The universities will form a research grant program providing seed funding for up to five research projects across disciplines. Each project will have one principal investigator from Rutgers and another from TAU who will be chosen by a selection committee.

“When we walked the campus with president Porat and Holloway, we saw not only the research and other developments there, but also that its campus reflects the diversity of Israel,” said Gross. “We saw students from all walks of life—Jews, Muslims, Christians, Druze. To see this diverse student body living and studying together was very inspirational.”

He said that the collaboration could potentially be worth millions of dollars in federal research grants and other opportunities.

Levenson said the two universities had already established a relationship over 2020 and into the beginning of this year, including diverse monthly symposiums between professors on such subjects as COVID-19, security, gene therapy, nano material and ancient and modern identities in Yemen.

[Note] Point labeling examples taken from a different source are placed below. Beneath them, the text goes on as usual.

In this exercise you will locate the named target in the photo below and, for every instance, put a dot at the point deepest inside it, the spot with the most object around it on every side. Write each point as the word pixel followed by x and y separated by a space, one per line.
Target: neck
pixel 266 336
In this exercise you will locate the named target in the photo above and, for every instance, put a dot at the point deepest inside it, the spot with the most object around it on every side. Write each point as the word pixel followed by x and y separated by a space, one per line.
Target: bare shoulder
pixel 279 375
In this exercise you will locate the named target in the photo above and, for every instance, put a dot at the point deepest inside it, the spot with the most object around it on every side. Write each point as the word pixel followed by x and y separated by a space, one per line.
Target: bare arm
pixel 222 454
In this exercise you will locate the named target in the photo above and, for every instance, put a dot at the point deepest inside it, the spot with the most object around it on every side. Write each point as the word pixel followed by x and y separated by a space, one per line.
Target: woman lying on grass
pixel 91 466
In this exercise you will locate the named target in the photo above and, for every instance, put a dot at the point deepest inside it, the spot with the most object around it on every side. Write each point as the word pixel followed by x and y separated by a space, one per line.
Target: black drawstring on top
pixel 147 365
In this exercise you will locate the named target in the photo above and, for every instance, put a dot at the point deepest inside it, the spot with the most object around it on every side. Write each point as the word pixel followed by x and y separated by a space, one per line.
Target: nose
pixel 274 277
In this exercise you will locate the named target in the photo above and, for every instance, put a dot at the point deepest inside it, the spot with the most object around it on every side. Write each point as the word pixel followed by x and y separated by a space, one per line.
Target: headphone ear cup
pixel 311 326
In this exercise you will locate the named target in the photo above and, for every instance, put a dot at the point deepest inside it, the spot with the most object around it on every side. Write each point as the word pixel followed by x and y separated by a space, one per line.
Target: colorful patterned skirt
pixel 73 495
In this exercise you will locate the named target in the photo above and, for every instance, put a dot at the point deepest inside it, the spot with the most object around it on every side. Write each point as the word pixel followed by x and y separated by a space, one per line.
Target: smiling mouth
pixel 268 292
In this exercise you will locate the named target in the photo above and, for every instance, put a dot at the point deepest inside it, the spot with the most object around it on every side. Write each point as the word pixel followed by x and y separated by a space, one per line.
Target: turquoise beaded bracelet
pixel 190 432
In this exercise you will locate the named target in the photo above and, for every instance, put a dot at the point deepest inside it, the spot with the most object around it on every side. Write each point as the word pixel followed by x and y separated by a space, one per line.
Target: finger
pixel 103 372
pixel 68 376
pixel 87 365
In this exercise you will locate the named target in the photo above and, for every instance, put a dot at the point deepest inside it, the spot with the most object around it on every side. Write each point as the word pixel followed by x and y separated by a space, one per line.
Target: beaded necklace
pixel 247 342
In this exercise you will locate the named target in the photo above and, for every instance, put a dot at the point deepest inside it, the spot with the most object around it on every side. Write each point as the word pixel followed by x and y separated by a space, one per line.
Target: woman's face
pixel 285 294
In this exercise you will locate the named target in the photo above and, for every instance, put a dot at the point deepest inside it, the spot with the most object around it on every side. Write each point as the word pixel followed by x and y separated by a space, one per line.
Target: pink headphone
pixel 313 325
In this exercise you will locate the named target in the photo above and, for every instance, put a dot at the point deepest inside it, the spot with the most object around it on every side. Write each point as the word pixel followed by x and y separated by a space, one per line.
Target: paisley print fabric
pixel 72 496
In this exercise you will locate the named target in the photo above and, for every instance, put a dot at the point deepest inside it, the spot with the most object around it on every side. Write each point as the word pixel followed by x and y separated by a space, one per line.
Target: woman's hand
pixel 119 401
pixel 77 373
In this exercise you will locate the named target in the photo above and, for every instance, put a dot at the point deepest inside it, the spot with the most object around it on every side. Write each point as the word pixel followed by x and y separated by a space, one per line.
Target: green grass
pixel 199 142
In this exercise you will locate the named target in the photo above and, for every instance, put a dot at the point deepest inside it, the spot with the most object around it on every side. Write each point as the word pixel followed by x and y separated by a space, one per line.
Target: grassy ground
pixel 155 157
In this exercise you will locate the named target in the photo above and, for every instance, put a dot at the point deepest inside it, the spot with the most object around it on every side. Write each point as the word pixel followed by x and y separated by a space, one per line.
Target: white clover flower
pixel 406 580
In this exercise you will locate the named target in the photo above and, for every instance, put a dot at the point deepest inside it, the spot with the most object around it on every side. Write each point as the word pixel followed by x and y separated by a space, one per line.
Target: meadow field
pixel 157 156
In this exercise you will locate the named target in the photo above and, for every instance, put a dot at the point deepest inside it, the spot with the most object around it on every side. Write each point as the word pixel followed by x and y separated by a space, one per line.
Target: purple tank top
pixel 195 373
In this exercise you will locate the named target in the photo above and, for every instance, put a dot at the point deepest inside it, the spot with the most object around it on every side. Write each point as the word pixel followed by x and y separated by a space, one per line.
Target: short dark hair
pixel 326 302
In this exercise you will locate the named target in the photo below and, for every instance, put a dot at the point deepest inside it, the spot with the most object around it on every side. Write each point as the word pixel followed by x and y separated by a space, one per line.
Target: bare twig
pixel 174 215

Among a host of other meetings the delegation held during its Israel excursion was a visit to Ben-Gurion University of the Negev (BGU) to tour its Advanced Technology Park and discuss additional partnership opportunities, building on the partnership announced in March between BGU and the New Jersey Institute of Technology to create a world-class Institute for Future Technologies in New Jersey that will offer dual degrees and new research opportunities.

Choose New Jersey and Rutgers University’s Office for Research also met with Israeli food and food tech companies to discuss New Jersey’s innovation ecosystem and investment opportunities. Tnuva, an Israeli global kosher food manufacturer whose American headquarters is in New Jersey, also launched a collaboration in March with the Rutgers University Food Innovation Center.

”Choose New Jersey has been a strong proponent for the Israel trade relationship for no other reason than it makes good sense for New Jersey and good sense for Israel,” said Levenson. “We share so many values. The state has one of the largest Jewish populations in the country, the fourth largest native Israeli population, and a lot of Israeli companies are located in New Jersey.”

In a prepared statement, Jose Lozano, President & CEO of Choose New Jersey, said, “New Jersey and Israel have a truly special relationship, and Choose New Jersey was proud to lead another delegation to Israel to further strengthen ties and forge new partnerships.”